Herb Stein, a wise economist who is no longer with us, once said that if something cannot go on forever, it will stop – his version of the old Wall Street saw that no tree grows to the sky. The question being debated in America is not whether the deficit will grow forever, or to the sky, but what will stop it. John Lipsky, first managing director of the International Monetary Fund, says that unless the politicians devise a credible plan to rein in the debt, the markets will make continued borrowing infeasible. What Lipsky calls the "fiscal crisis" will occur when the so-called bond vigilantes become so skeptical of America's ability to repay its debt without first debasing its currency that they demand ever-higher interest rates. Until now, borrowing costs have been low, in part because the Federal Reserve Board has been buying up Treasury bonds. Sooner or later that will stop, and unless there is a dramatic change in policy, interest rates will soar, consuming ever-larger portions of the federal budget. Think Portugal, with a government in crisis because of voters' apparent unwillingness to adopt an austerity program, or Greece, unable to collect taxes, or Ireland, so heavily indebted that the markets have said "no more." Greece and Ireland have already accepted bail-outs from their eurozone allies, and Portugal is next in line.

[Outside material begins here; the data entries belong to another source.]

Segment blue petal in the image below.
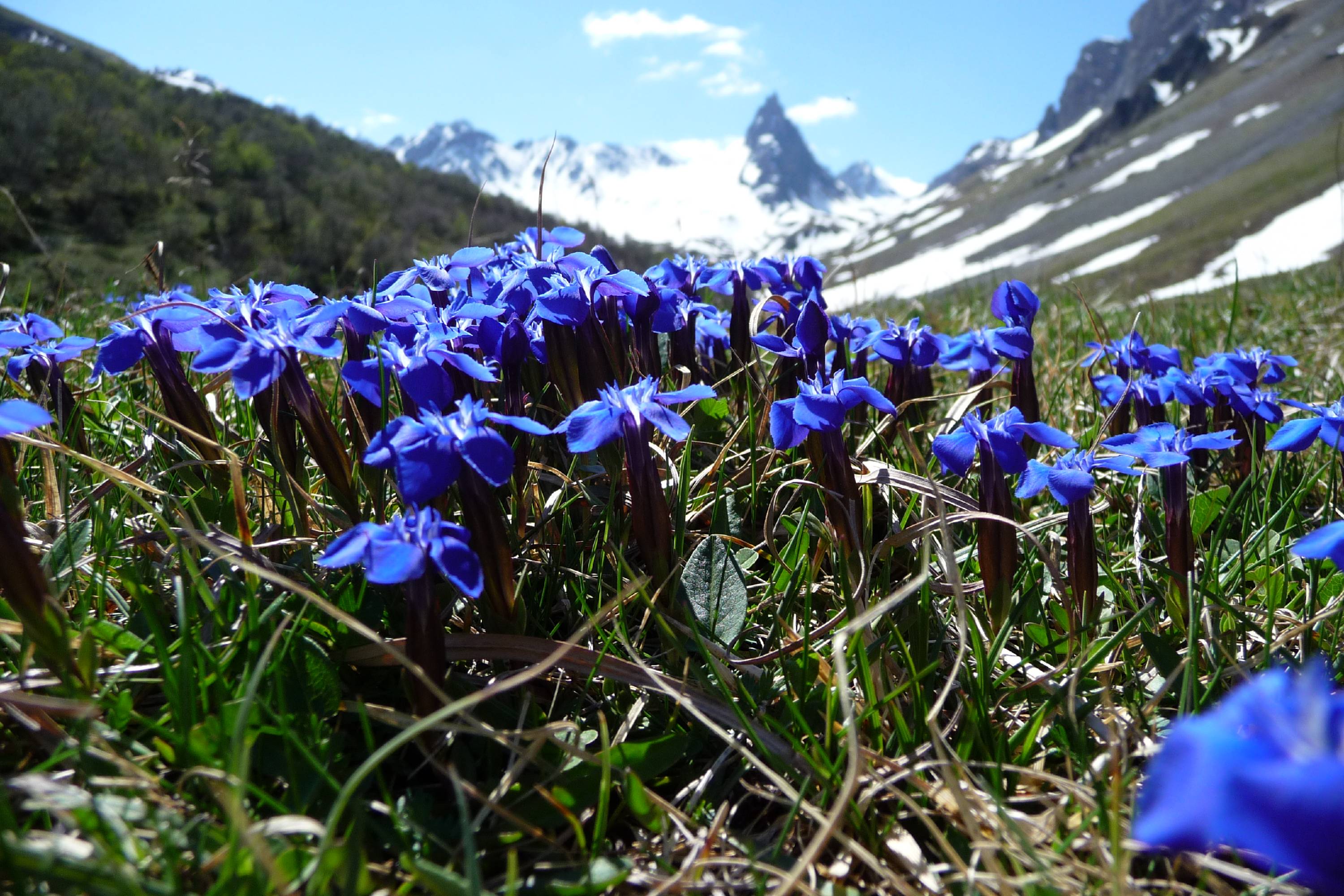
[1017,423,1078,448]
[1013,461,1050,498]
[640,405,691,442]
[461,427,513,487]
[0,399,51,435]
[340,358,390,407]
[364,537,425,584]
[793,395,847,431]
[191,339,243,374]
[653,383,714,405]
[1293,520,1344,567]
[560,402,621,454]
[1047,466,1097,504]
[1265,417,1324,451]
[489,413,552,435]
[430,538,485,598]
[933,430,978,475]
[770,398,808,451]
[452,246,495,267]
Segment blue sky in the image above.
[16,0,1138,180]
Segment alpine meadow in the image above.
[0,0,1344,896]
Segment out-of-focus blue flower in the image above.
[933,407,1078,475]
[317,508,485,598]
[191,306,343,398]
[5,336,95,380]
[337,331,496,407]
[1078,331,1180,379]
[751,298,831,375]
[364,395,551,504]
[1102,423,1241,469]
[0,312,66,355]
[938,327,1035,376]
[770,371,896,451]
[1015,450,1141,506]
[1227,384,1284,423]
[536,253,649,327]
[1265,399,1344,451]
[1195,347,1297,386]
[1293,521,1344,569]
[0,399,52,437]
[989,280,1040,332]
[90,293,218,380]
[1132,661,1344,895]
[555,376,714,454]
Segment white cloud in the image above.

America is somewhat better placed: having our own currency, we can always simply print dollars to repay debts. That has a price: higher interest rates that hardly contribute to job creation.
Even more worrying than the GAO and CCO reports are the increasing number of studies that show that as a nation's debt-to-GDP ratio crowds 90 percent – a level the U.S. will reach in about a decade – growth slows. That, for Obama, is a problem to be faced, if at all, after he is safely back in the White House in 2012. Meanwhile, he wants to spend more on infrastructure, green initiatives, high speed rail and the like – call it Stimulus 3. In his version of Admiral Farragut's Civil War order to damn the torpedoes, full speed ahead, the president would damn the deficit and continue spending at full speed.
It is, of course, possible that Obama will decide that his reelection prospects will be enhanced by brokering a deficit-reduction deal between his party's spend-more left and the Republican tax-less right, that voters want jobs but not at the expense of their children and grandchildren's living standards. In which case Republicans might decide not to give him such a gift. Spring may have sprung in Washington, but electoral politics remain a cold, hard business.